Software Engineer, Open Source Advocate, Outdoor Enthusiast

I'm Writing a Book...

Not Happening…

Feel free to read this post but as the first few words inidcate, this book isn’t happening. There’s been a number of books released recently that tackle the niche I was going to speak to. I think I’ll give some more thought to a topic but this will be put to bed for now. Smaller posts to this blog that are Go based will continue though.

So I’ve decided to write a book. I haven’t come to this decision easily. There’s been a number of factors that have weighed into this decision. Rambling on in Google Docs has always provided me entertainment but I’ve never done so on a technical subject. I think first and foremost is the fact that one of the ways I really learn well is by writing things down, trying to understand them, and then repeating in a manner by which someone else can understand the topic. Given my infatuation with all things Go (golang) I thought I’d get all of my initial throughts and experiences written down in a location and way that others could benefit.

The idea came from a coworker Domnick Eger. He was working on a really neat inventory system written in Python, using Flask. When he began the process, he didn’t know much about Python and almost nothing about Flask so he pcked up a book he showed me one day after me expressing some interesting writing. After a day or two of thought as well as reviewing some earlier documentation I had assembled, I started putting a rough draft together in my mind of what I’d like to cover. And only a day or two after that, another coworker expressed interest in Learning Go so I figured he’d be the perfect person to get ideas from of how they’d want to learn, what they’d want to learn. The ideas were priceless.

I spent a few solid hours on getting the first chapter outline in place and notes on things I want to have and cover in coming chapters, and started laying the groundwork for the subsequent, more interesting sections. I’m hoping to have something for peer review in the next couple of months barring any major setbacks.


Systems Engineers, DevOps Engineers, and Developers alike, those who want to learn a new language but want to start using it right way rather than having to let the patterns and concepts sink in are, the primary focus. That’s not to say that basics and best practices will be overlooked or even skipped. There’s nothing worse than starting a new language or anything for that matter, doing it wrong and reinforcing the bad habbits.

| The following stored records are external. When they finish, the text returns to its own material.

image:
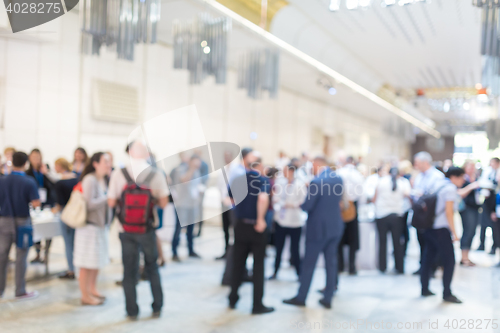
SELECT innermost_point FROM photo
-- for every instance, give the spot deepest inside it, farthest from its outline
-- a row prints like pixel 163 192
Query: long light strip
pixel 339 78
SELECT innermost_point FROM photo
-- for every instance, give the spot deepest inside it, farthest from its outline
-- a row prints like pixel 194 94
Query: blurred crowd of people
pixel 290 198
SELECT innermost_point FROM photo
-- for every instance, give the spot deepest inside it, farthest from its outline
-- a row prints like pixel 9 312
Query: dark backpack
pixel 136 205
pixel 424 211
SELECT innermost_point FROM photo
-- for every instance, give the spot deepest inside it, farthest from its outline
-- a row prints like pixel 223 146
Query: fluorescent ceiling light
pixel 334 5
pixel 351 4
pixel 365 3
pixel 336 76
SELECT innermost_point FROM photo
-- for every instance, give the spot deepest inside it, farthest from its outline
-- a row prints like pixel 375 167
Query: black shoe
pixel 37 260
pixel 222 257
pixel 67 275
pixel 262 310
pixel 325 303
pixel 294 301
pixel 452 299
pixel 427 293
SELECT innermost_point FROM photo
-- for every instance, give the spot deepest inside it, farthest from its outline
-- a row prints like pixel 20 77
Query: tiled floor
pixel 195 302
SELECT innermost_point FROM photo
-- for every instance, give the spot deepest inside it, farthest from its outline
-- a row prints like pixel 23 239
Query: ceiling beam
pixel 339 78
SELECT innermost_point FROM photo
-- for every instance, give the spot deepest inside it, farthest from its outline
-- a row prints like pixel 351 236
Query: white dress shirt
pixel 353 182
pixel 292 194
pixel 388 201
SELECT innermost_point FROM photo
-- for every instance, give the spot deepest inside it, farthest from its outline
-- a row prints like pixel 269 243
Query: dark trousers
pixel 393 224
pixel 329 247
pixel 132 244
pixel 247 240
pixel 350 238
pixel 279 241
pixel 405 237
pixel 7 238
pixel 438 242
pixel 470 219
pixel 226 223
pixel 486 223
pixel 177 234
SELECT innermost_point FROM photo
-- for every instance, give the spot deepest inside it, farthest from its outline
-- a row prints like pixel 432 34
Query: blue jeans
pixel 132 244
pixel 69 242
pixel 438 242
pixel 470 220
pixel 177 234
pixel 329 247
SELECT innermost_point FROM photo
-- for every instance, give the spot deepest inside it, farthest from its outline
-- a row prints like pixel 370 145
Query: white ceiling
pixel 419 45
pixel 422 45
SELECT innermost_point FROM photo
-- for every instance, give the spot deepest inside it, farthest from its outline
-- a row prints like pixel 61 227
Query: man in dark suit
pixel 250 232
pixel 324 230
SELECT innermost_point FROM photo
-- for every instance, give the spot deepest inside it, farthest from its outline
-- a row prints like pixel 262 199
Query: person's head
pixel 19 160
pixel 296 162
pixel 111 157
pixel 35 159
pixel 422 161
pixel 228 156
pixel 289 172
pixel 61 165
pixel 405 167
pixel 99 164
pixel 456 176
pixel 195 162
pixel 495 162
pixel 245 152
pixel 137 150
pixel 271 172
pixel 447 164
pixel 8 153
pixel 319 163
pixel 394 173
pixel 341 158
pixel 469 167
pixel 256 164
pixel 80 156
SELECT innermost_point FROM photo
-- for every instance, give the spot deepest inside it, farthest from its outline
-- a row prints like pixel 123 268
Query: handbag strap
pixel 130 181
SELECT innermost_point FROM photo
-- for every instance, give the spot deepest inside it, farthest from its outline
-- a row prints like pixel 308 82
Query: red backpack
pixel 136 205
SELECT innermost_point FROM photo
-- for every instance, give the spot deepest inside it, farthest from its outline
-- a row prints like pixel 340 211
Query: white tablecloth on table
pixel 46 225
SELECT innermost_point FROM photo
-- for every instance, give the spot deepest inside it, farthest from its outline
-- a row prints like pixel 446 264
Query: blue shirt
pixel 16 192
pixel 427 182
pixel 256 183
pixel 448 192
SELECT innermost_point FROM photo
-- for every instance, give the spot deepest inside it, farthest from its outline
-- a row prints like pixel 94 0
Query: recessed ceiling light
pixel 351 4
pixel 334 5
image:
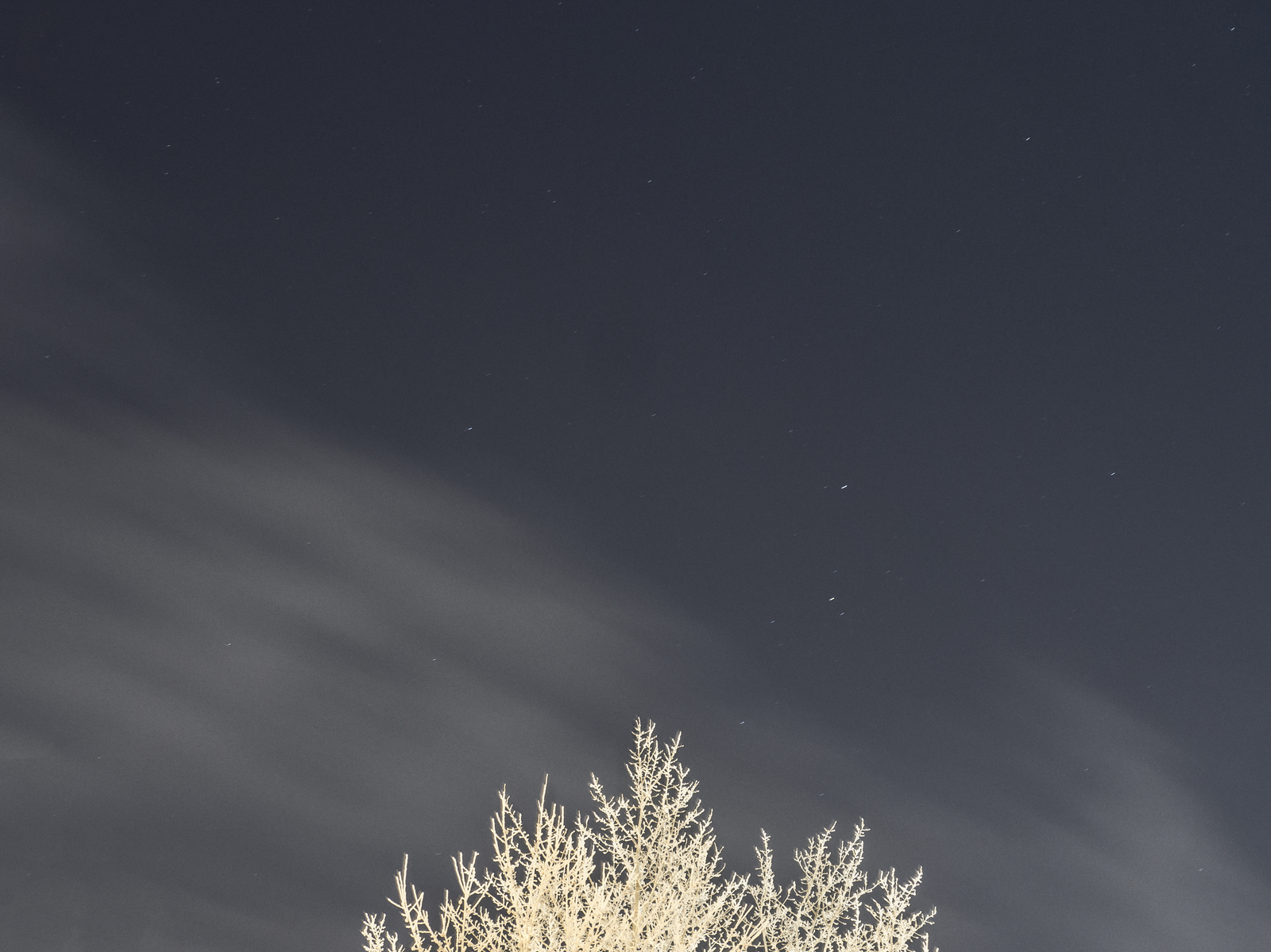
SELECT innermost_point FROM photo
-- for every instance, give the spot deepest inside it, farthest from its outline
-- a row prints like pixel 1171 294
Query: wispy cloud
pixel 245 666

The book would also serve as a small refernce piece given the example driven structure. All of the examples haven’t been decided as of yet but the list is growing larger and larger which is great because I can choose which will be the most beneficial and go with them. All of the examples will have the before mentioned positions of interest in mind when actually being coded out.


The structure will be nothing more than a light introductory to some mandatory topics and then innumerable (at this point) topics covering anything and everything to benefit the target audience.

With speaking to my coworker interested in Go, we both were in agreement in terms of how we learn, what we want to learn and do when learning a new language. Hearing this couldn’t have been better news since he then agreed to help with the content and direction given is status of being completely green status with Go.


No means of distribution have been decided at the moment but I’m leaning heavily towards GitBook. I like the idea of using markdown to write the piece and also how simple it is to get work up and out to the world. Depending on demand or if anyone even reads it, I might utilize Amazon’s Self Publishing options.

Giving the release a little bit more thought, I think I’ll do an early release on some content for each chapter to see what the public or a select group of people think, make edits, and keep going.

I’m open to any and all suggestions though since I’m far from knowledgeable on the subject.

Update - 2015-02-14

Finally decided on distribution but not licensing. I’m open to any and all suggestions on what licensing model I should use. I’m not looking to make a buck on this though it’d be nice and I’m also not looking to maintain absurd levels of control of the content. Also need to come up with a name. Without the name, I’m limited to how much I can do on the site I’ve decided to use for the editing and distribution. More importantly, I’ve decided it’s going to be in markdown format and decided on the service to provide it.